Re: [SoX-users] toward floating-point?

SourceForge Headquarters 1320 Columbia Street Suite 310 San Diego, CA 92101 +1 (858) 422-6466

Cory Nelson <ph...@gm...>:

> The current guard system does work fine for most of the filters,
> though it really, really sucks when you happen upon one where it
> doesn't (like compand) and just need to take wild guesses until you
> find a gain that works. This is really my only motivation here.

I think switching to floating-point wouldn't help you there. The  
lowpass, highpass, equalizer etc. filters simply amplify part of a  
signal by, say, 20%, and it's irrelevant whether that's from 0.8 to  
0.96, or from 0.01 to 0.012, or whatever. The compand effect, however,  
looks at absolute levels and may change 0.8 to 0.96, but 0.01 to 0.2.  
That's its very purpose, otherwise we could replace it with gain or vol.

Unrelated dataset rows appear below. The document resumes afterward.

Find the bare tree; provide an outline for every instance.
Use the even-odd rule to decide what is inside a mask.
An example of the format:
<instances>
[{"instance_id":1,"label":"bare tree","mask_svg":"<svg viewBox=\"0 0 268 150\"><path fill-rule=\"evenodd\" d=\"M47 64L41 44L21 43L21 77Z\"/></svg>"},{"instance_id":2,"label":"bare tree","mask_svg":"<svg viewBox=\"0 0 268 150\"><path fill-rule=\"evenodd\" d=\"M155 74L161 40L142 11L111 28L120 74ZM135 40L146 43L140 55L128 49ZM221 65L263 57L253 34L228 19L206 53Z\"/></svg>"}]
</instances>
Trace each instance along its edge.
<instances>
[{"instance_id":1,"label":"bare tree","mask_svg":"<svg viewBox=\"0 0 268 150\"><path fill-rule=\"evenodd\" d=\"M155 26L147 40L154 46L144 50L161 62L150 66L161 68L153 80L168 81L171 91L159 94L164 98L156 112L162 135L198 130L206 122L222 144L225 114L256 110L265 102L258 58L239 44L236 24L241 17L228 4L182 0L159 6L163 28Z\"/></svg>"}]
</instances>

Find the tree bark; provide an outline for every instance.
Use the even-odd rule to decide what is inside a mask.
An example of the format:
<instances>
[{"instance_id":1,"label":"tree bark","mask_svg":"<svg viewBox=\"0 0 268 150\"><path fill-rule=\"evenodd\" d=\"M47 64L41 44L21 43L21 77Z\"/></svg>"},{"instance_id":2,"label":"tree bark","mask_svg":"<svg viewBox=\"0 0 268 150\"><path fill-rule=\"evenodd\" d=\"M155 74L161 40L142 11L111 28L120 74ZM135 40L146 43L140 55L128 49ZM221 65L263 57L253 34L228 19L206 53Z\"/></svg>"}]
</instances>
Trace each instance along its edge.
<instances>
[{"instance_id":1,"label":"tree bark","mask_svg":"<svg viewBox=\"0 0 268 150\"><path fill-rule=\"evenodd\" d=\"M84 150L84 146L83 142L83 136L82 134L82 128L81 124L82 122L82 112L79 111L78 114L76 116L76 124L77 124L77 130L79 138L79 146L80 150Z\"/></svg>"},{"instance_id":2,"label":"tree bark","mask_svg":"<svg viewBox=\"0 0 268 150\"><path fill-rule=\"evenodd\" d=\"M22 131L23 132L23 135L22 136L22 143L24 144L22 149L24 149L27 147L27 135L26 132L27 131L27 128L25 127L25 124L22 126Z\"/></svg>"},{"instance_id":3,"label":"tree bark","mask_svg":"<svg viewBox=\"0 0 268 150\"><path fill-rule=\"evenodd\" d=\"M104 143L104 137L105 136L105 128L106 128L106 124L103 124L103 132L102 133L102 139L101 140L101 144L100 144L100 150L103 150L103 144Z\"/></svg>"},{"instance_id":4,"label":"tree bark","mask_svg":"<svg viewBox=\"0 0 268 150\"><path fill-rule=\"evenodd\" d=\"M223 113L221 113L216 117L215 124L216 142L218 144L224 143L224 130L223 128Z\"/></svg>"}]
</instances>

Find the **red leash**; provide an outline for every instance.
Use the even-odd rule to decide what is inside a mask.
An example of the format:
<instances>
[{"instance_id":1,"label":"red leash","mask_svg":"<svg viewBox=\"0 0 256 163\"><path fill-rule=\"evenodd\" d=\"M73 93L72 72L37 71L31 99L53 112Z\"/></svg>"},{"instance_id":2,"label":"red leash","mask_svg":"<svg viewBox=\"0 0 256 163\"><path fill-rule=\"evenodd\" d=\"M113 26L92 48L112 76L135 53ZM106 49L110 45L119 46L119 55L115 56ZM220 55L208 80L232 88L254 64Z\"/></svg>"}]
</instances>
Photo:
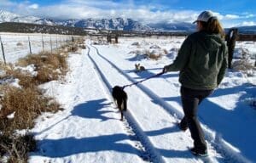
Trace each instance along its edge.
<instances>
[{"instance_id":1,"label":"red leash","mask_svg":"<svg viewBox=\"0 0 256 163\"><path fill-rule=\"evenodd\" d=\"M148 77L148 78L146 78L146 79L138 81L138 82L133 82L133 83L131 83L131 84L125 85L125 86L123 86L122 88L125 89L125 87L131 87L131 86L132 86L132 85L137 85L137 84L139 83L139 82L143 82L147 81L147 80L148 80L148 79L151 79L151 78L153 78L153 77L157 77L157 76L160 76L160 75L162 75L162 74L164 74L164 72L158 73L158 74L156 74L156 75L151 76L149 76L149 77Z\"/></svg>"}]
</instances>

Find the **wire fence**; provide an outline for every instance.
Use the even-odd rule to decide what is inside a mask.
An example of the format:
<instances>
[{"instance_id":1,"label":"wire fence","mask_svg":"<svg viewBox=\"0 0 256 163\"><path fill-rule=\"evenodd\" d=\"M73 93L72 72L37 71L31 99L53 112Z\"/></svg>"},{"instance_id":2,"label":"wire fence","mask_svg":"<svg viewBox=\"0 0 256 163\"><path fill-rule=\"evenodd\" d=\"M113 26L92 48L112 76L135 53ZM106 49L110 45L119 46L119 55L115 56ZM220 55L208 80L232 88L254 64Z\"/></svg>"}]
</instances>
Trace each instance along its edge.
<instances>
[{"instance_id":1,"label":"wire fence","mask_svg":"<svg viewBox=\"0 0 256 163\"><path fill-rule=\"evenodd\" d=\"M53 52L55 49L74 42L79 36L49 35L49 34L20 34L1 33L0 49L2 55L0 61L15 63L20 58L27 54L40 52Z\"/></svg>"}]
</instances>

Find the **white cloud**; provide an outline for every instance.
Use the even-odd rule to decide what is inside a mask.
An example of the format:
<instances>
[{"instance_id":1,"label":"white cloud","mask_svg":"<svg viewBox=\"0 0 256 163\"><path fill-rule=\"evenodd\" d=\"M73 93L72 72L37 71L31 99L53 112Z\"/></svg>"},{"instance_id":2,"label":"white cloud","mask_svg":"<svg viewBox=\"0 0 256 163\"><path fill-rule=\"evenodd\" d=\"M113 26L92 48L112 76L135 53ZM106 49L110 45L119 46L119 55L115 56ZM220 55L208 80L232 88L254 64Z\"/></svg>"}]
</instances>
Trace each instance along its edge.
<instances>
[{"instance_id":1,"label":"white cloud","mask_svg":"<svg viewBox=\"0 0 256 163\"><path fill-rule=\"evenodd\" d=\"M142 23L183 21L192 23L201 11L166 9L165 6L148 4L135 4L134 0L121 0L119 3L110 0L64 0L61 3L48 6L38 6L29 1L11 3L0 0L0 7L20 14L33 15L51 19L87 19L87 18L131 18ZM221 14L212 11L224 27L237 24L233 20L243 20L251 21L249 18L255 14L249 13L236 14ZM238 22L239 23L239 22ZM245 23L246 24L246 23Z\"/></svg>"},{"instance_id":2,"label":"white cloud","mask_svg":"<svg viewBox=\"0 0 256 163\"><path fill-rule=\"evenodd\" d=\"M224 16L225 19L227 20L236 20L236 19L239 19L240 16L236 15L236 14L226 14Z\"/></svg>"},{"instance_id":3,"label":"white cloud","mask_svg":"<svg viewBox=\"0 0 256 163\"><path fill-rule=\"evenodd\" d=\"M39 8L38 4L32 4L28 6L28 8L32 8L32 9L38 9Z\"/></svg>"},{"instance_id":4,"label":"white cloud","mask_svg":"<svg viewBox=\"0 0 256 163\"><path fill-rule=\"evenodd\" d=\"M241 26L252 26L252 25L256 25L256 22L254 21L243 21L240 25Z\"/></svg>"}]
</instances>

So instead of manually fiddling with the gain to avoid clipping, you'd  
have to manually fiddle with the gain to get the signal to the right  
level for companding. (Alternatively, you'd have to manually fiddle  
with the transfer function.)

> Doug Cook <idi...@us...>:
>> That said, it is definitely interesting to consider whether sox's
>> current preferred encoding is the right one. Seeing as how you
>> essentially can't do anything useful in sox without the sample being
>> converted to a double at least once (for example, any gain adjustment
>> involves a floating-point multiply), I'm pretty confident that the
>> best choice of preferred encoding for sox is a floating-point format,

I tend to agree, seeing how much processing time is burned by  
SOX_ROUND_CLIP_COUNT alone. On the other hand, format conversion  
without applying any effects would take longer in most cases if all  
data had to take a floating-point transit.

Perhaps only the effects chain should use FP, not the format handlers.  
Then again, there are some file formats that store FP data ...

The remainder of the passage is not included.